Well, that was until Nutanix’s recent IPO success, which has probably changed the minds of a few tech companies that were contemplating a 2016 IPO.
Nutanix’s Initial Public Offering
Nutanix’s market debut happened this past Friday, September 30th, and immediately the stock soared. By the end of the day, it became the largest tech IPO of 2016 — beating the Twilio Inc. (NYSE: TWLO) June IPO.
It entered the market with an IPO price of $16 and a valuation of $2.18 billion.
On Friday, it opened up with $26.50 and closed the day out trading up at $37.00, 131.3% above its original IPO price. Initially the company was hoping to bring in around $209 million, but with the higher stock price, it ended up raising $238 million.
And it was still on an upward trend when the market opened on Tuesday morning — trading at $43.10.
Goldman Sachs Group, Morgan Stanley, JPMorgan Chase & Co, and RBC Capital Markets were underwriters for Nutanix’s offering.
Nutanix plans to use the proceeds from its IPO for general corporate purposes and potentially for acquisitions, which will be a healthy way to continue to grow in its competitive industry.

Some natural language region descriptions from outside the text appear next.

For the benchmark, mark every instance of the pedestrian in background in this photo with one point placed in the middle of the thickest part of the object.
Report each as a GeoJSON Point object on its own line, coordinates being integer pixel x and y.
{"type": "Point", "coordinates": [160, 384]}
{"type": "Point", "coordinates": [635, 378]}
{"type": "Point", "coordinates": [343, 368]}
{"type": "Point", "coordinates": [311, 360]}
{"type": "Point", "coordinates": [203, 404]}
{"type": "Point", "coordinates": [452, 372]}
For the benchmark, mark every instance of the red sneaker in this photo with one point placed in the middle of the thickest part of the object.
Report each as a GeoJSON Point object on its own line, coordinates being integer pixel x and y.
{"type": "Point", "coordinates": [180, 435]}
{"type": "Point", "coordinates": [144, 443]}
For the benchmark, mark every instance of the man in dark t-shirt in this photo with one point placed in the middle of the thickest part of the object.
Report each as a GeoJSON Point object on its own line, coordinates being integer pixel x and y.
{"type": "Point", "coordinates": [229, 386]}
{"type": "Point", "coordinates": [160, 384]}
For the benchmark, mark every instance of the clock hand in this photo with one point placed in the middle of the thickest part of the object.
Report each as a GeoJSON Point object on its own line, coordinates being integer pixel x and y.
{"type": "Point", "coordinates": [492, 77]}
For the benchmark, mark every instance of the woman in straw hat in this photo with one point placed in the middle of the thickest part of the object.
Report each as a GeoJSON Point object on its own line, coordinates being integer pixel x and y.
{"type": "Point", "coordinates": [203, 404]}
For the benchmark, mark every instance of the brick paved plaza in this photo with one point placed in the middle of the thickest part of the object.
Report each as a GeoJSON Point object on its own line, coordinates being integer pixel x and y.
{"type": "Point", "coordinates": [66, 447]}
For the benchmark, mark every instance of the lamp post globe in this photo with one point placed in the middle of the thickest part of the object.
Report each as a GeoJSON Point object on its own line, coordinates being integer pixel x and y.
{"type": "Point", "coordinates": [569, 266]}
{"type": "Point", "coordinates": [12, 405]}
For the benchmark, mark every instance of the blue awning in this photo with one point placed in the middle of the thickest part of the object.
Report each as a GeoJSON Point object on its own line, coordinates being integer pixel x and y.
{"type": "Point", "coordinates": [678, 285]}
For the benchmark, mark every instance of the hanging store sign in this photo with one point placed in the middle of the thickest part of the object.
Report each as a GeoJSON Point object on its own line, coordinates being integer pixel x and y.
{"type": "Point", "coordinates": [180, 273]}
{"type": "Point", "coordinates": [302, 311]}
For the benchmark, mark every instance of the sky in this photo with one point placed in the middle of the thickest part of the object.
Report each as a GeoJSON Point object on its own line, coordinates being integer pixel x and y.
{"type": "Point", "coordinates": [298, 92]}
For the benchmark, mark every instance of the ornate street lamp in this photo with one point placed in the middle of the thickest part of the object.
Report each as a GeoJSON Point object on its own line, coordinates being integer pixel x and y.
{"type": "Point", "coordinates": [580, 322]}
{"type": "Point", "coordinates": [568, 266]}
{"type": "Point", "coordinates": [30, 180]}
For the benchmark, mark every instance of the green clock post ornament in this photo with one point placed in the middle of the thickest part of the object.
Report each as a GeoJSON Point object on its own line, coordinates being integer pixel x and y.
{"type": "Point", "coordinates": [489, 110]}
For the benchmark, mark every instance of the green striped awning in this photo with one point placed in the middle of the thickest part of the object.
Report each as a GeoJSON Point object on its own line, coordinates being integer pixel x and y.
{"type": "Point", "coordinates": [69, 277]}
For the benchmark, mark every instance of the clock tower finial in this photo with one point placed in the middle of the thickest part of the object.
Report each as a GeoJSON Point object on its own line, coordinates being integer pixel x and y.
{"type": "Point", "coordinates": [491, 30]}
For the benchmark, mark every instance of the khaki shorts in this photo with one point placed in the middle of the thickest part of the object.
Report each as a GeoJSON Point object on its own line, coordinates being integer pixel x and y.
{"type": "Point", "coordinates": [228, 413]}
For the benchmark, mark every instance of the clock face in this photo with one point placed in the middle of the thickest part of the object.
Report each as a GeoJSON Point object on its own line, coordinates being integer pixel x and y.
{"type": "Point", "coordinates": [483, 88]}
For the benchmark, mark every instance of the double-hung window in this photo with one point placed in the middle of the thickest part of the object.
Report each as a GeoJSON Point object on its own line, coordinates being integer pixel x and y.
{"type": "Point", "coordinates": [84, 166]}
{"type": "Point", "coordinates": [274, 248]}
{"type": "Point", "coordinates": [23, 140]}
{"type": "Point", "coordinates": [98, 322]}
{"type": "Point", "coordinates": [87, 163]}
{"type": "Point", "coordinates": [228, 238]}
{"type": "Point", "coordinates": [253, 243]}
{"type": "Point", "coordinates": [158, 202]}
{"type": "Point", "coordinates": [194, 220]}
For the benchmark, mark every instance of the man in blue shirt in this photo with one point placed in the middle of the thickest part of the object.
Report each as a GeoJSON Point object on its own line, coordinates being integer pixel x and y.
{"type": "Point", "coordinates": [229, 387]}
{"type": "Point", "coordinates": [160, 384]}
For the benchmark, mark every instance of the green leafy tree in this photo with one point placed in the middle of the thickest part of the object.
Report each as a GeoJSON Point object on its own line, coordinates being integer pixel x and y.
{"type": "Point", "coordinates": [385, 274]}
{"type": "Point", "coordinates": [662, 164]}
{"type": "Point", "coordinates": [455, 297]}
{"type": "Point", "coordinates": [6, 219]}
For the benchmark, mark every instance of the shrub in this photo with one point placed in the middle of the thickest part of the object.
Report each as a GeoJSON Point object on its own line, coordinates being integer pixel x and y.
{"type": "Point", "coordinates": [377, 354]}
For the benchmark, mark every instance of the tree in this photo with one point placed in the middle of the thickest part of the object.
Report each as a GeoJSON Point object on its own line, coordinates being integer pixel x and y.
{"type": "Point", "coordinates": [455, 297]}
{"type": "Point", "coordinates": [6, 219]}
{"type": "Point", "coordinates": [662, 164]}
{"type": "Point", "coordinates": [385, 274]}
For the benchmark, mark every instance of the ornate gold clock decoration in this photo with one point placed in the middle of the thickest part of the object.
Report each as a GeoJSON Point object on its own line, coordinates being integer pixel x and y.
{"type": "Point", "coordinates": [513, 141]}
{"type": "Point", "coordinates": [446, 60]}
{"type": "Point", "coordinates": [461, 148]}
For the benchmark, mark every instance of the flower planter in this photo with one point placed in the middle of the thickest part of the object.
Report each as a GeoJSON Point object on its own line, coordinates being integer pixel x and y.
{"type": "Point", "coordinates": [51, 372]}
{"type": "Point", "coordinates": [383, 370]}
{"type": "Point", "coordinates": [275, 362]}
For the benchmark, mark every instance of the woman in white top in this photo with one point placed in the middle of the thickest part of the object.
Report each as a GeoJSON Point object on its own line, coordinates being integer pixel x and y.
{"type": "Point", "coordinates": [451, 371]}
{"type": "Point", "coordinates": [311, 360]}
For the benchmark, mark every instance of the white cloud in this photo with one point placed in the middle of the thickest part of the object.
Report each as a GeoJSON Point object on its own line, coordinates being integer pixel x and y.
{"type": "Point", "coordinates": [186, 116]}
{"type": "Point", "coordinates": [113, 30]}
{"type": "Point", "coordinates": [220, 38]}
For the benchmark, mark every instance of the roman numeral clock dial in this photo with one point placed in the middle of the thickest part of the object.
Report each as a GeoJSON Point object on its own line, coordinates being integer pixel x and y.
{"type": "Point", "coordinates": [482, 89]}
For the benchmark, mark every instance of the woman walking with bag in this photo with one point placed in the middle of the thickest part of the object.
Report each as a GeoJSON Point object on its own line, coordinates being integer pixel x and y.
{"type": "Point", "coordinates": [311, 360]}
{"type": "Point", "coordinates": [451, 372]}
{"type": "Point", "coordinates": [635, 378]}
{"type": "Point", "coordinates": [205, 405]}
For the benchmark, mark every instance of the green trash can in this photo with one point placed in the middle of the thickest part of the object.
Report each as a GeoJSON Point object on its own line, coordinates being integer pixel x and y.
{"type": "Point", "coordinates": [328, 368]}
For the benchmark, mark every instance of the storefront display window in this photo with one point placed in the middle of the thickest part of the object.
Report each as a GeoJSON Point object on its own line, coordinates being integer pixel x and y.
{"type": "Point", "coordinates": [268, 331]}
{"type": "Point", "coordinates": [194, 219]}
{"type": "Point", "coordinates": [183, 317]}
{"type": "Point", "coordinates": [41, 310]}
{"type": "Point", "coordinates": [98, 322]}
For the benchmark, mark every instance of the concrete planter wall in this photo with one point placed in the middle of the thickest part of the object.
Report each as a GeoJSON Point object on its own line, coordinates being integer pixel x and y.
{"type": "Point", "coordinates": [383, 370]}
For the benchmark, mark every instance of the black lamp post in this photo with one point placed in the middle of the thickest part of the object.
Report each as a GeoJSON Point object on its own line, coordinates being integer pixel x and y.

In a prepared statement on the day of Nutanix’s IPO, Dheeraj Pandey, Nutanix’s CEO, said this:
Today’s listing marks an important milestone on our journey as we continue to revolutionize the next generation IT infrastructure and computing that will help our customers realize the full potential of the Enterprise Cloud.
About the Company
Nutanix is a software company based in San Jose, California, that sells hyper-converged infrastructure appliances. It provides IT infrastructures with a cloud platform that delivers the agility and economics of a public cloud but with the security and control that’s found on on-premise infrastructures.

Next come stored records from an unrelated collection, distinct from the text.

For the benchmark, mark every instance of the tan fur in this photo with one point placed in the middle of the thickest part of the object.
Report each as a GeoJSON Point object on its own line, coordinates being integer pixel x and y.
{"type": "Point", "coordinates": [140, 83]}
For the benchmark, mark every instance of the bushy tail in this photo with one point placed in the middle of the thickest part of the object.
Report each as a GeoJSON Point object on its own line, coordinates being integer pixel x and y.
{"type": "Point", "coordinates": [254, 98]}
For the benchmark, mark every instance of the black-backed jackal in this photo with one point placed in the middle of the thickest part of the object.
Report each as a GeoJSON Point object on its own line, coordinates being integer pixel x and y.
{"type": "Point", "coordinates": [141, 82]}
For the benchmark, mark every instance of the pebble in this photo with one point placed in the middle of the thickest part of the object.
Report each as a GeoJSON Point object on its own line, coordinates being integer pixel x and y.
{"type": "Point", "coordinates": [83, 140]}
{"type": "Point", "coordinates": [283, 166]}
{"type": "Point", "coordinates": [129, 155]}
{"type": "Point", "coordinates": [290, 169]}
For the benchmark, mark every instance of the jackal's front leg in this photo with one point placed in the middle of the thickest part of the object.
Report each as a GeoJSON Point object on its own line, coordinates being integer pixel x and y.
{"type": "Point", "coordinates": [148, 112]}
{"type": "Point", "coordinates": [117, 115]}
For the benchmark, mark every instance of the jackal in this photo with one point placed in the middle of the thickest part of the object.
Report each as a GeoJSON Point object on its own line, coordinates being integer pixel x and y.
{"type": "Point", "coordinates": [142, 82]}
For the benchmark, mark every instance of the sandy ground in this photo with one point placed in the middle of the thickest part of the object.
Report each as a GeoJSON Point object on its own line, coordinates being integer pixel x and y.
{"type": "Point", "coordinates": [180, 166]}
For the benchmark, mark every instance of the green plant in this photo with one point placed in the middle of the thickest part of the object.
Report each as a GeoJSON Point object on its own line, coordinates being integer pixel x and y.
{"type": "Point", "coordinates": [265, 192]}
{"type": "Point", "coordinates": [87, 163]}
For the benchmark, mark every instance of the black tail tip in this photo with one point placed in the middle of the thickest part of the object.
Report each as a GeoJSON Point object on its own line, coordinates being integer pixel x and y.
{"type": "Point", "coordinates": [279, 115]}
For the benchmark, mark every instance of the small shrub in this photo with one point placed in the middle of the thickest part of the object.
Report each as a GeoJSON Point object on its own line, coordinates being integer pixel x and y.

As of July 31st, Nutanix had 3,768 end-user customers, which includes 310 global 2000 enterprises such as Activision Blizzard, Best Buy, Jabil Circuit, Kellogg, Nintendo, Nordstrom, Toyota Motor of North America, and the U.S. Department of Defense Office of the Secretary of Defense. The year prior, it only had 1,799 end-user customers.
Its sales rose 84% by the end of its 2016 fiscal year to $444.9 million. It had a healthy gross margin of 61.5%, but even with a health growth margin, it’s losing a significant amount of money because of heavy sales and research and development. Its net loss rose to $168.5 million in fiscal 2016.
With that being said, it’s worth mentioning that strong billings allowed for improved free cash flow. The company began the fiscal year with negative $49 million to negative $38.7 million. For a company that’s growing, it does have some debt, but it’s still growing and relies heavily on software subscriptions.
What Does Nutanix’s Success Mean for Other IPOs?
What’s behind Nutanix’s IPO success? And what does its success mean for other high-valued IPOs?
Nutanix was heavily invested ($300 million) by venture capitalists like Khosla Ventures and Lightspeed Venture Partners. It also entered the market with a reasonable share price of $16. And on top of that, Friday’s market was actually looking pretty decent.
These factors definitely played important roles in the stock’s 131% gain in one day.
But the really crucial component of a company’s triumph in the market is its plans for the future. Does it have the ability to gain a portion of the market share? Can it rise above its competitors?
Because that’s what guarantees continued gains, rather than what could be seen as “beginner’s luck.”
It’s very important with IPOs to do your research about a company because that research will help you out when you’re trying to decide if a stock is the right investment for you.
Don’t buy into the hype of a success story, but instead do your research.